Андрей постоял у окна, слушая немую ночь, и осторожно, чтобы не разбудить жену Валю, лег на свое место и затих. Он почему-то часто просыпается, особенно перед рассветом, и подолгу не может заснуть, думая о чем придется, и в такие минуты его страшат мысли о самом себе. "Нет, в абсолютной тишине все же есть что-то тревожное".
Стараясь уснуть, он начал считать: раз, два, три, четыре, пять… и вздрогнул, услышав плач жены; уткнувшись в подушку, она тихо (он не проснулся бы, если бы спал) и надрывно всхлипывала. Он удивился: Валя никогда не плакала и во сне была как ребенок - не храпела, не сопела, и он порой пугался, - уж не умерла ли?
- Что с тобой, Валюша?
- Да ничего, ничего. Спи. - Она проговорила эти слова торопливо, затаенно.
- Нет, все же: что с тобой? Может, заболела? Я включу свет.
Не зная почему, но он тут же понял: она не больна.
- Не надо. Это я так.
- Что значит "так"?
- Я уже не плачу. Спи, спи!
- Ну, слушай, как я могу уснуть?
- Да что-то сгрустнулось. Могу же я когда-то и всплакнуть.

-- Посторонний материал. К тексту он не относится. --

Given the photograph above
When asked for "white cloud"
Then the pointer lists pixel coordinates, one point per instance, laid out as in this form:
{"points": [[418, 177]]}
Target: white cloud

Последнюю фразу она произнесла таким голосом, будто говорила: "Не лезь куда не надо". А когда он снова начал приставать с расспросами, нежно гладя ее мягкое плечо, ответила уже спокойно:
- Да сама не знаю, что со мной. Давай спать.
Вскоре она уснула. А он не спал и все думал, думал. Вспоминал…
Про это Андрею сообщил шофер Матюшкин, молодой еще мужик, вездесущий, вздорный и болтливый, Валин троюродный брат, когда они случайно повстречались с ним после работы у заводской проходной.
- У тя Валя-то что - в отпуске? - спросил Матюшкин.
- В отпуске.
- В доме отдыха обитаитца? - Он улыбнулся. Нехорошо улыбнулся - криво как-то и глядя в сторону.
- Там. А что?
- Да ничо. - Та же улыбка, только ослабленная.
- Хочешь что-то сообщить?
- Да нет.
- Так к чему твоя ухмылка? И все твои слова?
- Да я видел, как она веселилась.
- Пусть, на то и отпуск.
- По-разному можно веселиться-то.
"Вот заладил", - с раздражением подумал Андрей.
- Если хочешь что-то сказать, скажи. А намеков я не терплю.
- Да нет, ничо.
Андрей не ревнивец, он уверен в жене, а точнее сказать, почти уверен, поскольку вместе с уверенностью даже у самых счастливых мужей возникает хотя бы один процент, ну четверть процента, хорошо… пусть одна сотая процента неуверенности, сомнения, возникает подсознательно, против воли, в чем порядочные люди не хотят признаваться даже самому себе.
- Айда пивка дернем, - предложил Матюшкин.
- А где?
- Да вон через квартал. Холодненькое такое…
На углу торговала пивом хмурая толстая женщина. Подошли. Пропустили по кружке. Потом Матюшкин, крякнув, выпил еще. И еще. Все за счет Андрея.
Всякий знает, что пьяные навязчивы, шумливы и даже злы. Ничего этого не происходило с Андреем, алкоголь действовал на него в обратном направлении - делал почему-то более добрым и тихим.